The damage caused by the bans is mutual. Indian citizens also are being deprived of art, music, and views that have long held the two countries together on a human front. Pakistani drama serials, cricketing icons, and influencers find widespread acceptance in India among younger viewers who watch beyond the nexus of nationalism. Suppressing these voices compounds the social fault line and denies both societies the empathy and understanding that culture alone can provide. Blocking a Saba Qamar or a Shahid Afridi harms Pakistan only to the extent that it denies millions of Indians the opportunity to connect, reflect, and cherish collective South Asian heritage.

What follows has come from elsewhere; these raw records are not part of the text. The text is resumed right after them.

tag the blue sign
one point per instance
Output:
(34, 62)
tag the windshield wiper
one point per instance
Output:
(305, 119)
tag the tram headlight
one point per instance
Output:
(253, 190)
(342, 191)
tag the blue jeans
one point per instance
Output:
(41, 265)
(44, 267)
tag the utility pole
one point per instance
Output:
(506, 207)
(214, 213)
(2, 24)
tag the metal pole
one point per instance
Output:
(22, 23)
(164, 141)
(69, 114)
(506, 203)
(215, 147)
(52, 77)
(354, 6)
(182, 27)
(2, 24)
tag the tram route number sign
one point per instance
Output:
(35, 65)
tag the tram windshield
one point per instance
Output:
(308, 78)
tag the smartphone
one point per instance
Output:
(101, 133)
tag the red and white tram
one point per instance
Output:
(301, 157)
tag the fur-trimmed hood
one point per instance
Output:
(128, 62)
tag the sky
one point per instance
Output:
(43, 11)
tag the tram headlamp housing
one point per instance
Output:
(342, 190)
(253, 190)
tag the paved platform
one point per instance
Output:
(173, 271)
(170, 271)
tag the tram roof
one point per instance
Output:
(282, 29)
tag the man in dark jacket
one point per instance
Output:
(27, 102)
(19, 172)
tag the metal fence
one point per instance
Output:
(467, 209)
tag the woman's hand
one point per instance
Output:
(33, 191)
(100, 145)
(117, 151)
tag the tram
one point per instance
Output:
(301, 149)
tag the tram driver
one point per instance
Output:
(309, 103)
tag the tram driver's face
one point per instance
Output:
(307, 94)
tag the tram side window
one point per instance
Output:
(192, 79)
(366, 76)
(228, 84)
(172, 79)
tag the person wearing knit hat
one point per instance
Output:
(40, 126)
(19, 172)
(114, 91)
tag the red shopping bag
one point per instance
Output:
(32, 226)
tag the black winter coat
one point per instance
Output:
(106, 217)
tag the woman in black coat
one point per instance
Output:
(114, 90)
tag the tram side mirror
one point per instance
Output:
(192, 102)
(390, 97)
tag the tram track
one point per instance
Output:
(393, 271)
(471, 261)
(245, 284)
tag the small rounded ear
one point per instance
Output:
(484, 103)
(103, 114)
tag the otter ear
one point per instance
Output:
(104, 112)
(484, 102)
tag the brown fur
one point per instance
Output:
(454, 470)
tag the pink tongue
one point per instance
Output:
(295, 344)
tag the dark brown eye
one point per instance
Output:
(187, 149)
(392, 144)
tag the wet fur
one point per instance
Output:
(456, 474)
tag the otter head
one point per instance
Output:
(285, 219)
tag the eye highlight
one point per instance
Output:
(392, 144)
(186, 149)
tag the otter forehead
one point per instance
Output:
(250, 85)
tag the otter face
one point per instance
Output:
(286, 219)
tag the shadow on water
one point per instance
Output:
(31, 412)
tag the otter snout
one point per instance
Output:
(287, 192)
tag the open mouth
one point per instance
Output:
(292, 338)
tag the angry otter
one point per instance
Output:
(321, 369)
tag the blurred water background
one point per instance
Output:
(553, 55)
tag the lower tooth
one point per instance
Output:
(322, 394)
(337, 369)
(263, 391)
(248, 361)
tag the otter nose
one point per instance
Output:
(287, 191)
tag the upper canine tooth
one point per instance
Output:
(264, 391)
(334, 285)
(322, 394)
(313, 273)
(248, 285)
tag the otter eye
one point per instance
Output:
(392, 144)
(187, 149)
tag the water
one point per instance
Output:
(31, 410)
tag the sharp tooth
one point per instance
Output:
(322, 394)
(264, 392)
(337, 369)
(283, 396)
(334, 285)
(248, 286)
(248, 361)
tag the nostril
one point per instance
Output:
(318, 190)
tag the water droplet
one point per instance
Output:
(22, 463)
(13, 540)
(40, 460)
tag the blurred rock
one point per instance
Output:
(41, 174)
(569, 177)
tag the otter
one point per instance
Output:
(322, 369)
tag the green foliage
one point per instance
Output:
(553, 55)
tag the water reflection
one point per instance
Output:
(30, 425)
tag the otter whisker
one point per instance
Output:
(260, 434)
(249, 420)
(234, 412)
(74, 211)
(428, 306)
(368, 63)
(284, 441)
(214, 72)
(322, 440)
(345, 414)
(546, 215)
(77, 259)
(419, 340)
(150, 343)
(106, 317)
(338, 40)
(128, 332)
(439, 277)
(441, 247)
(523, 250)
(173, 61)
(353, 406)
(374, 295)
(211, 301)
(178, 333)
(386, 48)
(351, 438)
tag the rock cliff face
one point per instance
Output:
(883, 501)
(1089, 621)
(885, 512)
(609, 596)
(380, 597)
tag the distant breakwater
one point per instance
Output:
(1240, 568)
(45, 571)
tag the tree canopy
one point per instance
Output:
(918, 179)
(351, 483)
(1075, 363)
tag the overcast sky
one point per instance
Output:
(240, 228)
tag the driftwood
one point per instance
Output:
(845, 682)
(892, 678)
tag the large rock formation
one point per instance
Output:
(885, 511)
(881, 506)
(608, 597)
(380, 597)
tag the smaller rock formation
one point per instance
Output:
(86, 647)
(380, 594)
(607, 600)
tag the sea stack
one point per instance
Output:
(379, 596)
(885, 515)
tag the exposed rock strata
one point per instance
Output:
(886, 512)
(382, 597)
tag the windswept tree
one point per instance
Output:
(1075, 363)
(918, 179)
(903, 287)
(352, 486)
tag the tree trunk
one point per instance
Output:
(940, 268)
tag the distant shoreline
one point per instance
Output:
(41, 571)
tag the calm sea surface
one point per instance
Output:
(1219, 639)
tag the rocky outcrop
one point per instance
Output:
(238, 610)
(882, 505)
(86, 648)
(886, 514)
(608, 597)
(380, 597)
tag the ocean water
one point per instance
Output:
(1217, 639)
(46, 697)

The insecurity of the Indian state is reflected in its prompt reversal of the temporary unblocking, amid a furore from nationalist commentators and political surrogates. That same knee-jerk terror, presented as a “glitch,” is an indication of the weakness of its stance. A confident country does not shy away from art, nor is it alarmed at the appearance of a Pakistani actor’s Instagram story. Only a regime that is uncertain of its own legitimacy attempts to muzzle its neighbors rather than meet ideas with maturity and discourse. This censorship is not a demonstration of power; it is an admission of weakness.
In return, Pakistan needs to stay principled and even-keeled. As much satisfaction as retaliatory censorship might give, it finally reflects the same behavior of repression. Rather, Pakistan can continue promoting cultural freedom, allowing free expression, and defending the digital rights of its own people. Where India constructs walls, Pakistan can construct bridges. Let our cultural exports speak for themselves, and echo beyond manufactured boundaries.
This is a matter greater than celebrities or entertainment. It is a matter of people’s right to engage, share, and live alongside each other through common experience and narratives. A matter of challenging the politics of hate with the power of culture. India’s move to censor Pakistani voices on social media is an assault not merely on Pakistan, but on the visions of freedom and plurality. It is time to call this policy for what it is: censorship, exclusion, and an insult to the millions on both sides of the border who still believe in peace through people.